When PMS2 is reduced in colonic crypts in a field defect, it is most often associated with reduced expression of DNA repair enzymes ERCC1 and ERCC4 (XPF) as well (see images in this section). A deficiency in ERCC1 and/or ERCC4 (XPF) would cause DNA damage accumulation. Such excess DNA damage often leads to apoptosis. However, an added defect in PMS2 can inhibit this apoptosis. Thus, an added deficiency in PMS2 likely would be selected for in the face of the increased DNA damages when ERCC1 and/or ERCC4 (XPF) are deficient. When ERCC1 deficient Chinese hamster ovary cells were repeatedly subjected to DNA damage, of five clones derived from the surviving cells, three were mutated in Pms2.

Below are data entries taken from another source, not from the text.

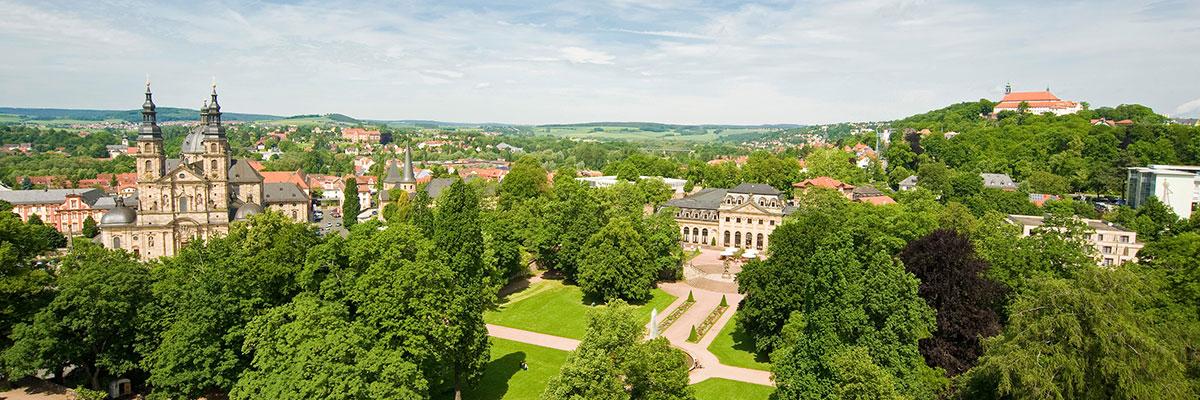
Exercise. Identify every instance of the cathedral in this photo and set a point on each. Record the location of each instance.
(196, 196)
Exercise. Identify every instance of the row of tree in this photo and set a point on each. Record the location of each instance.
(928, 300)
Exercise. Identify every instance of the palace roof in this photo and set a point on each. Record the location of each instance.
(755, 189)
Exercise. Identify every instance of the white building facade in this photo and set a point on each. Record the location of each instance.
(1176, 186)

=== Progression to colon cancer ===

ERCC1, PMS2 double mutant Chinese hamster ovary cells, when exposed to Ultraviolet light (a DNA-damaging agent), showed a 7,375-fold greater mutation frequency than wild type Chinese hamster ovary cells, and a 967-fold greater mutation frequency than the cells defective in ERCC1, alone. Thus colonic cell deficiency in both ERCC1 and PMS2 causes genome instability. A similar genetically unstable situation is expected for cells doubly defective for PMS2 and ERCC4 (XPF). This instability would likely enhance progression to colon cancer by causing a mutator phenotype, and account for the presence of the cells doubly deficient in PMS2 and ERCC1 [or PMS2 and ERCC4 (XPF)] in field defects associated with colon cancer. As indicated by Harper and Elledge, defects in the ability to properly respond to and repair DNA damage underlie many forms of cancer.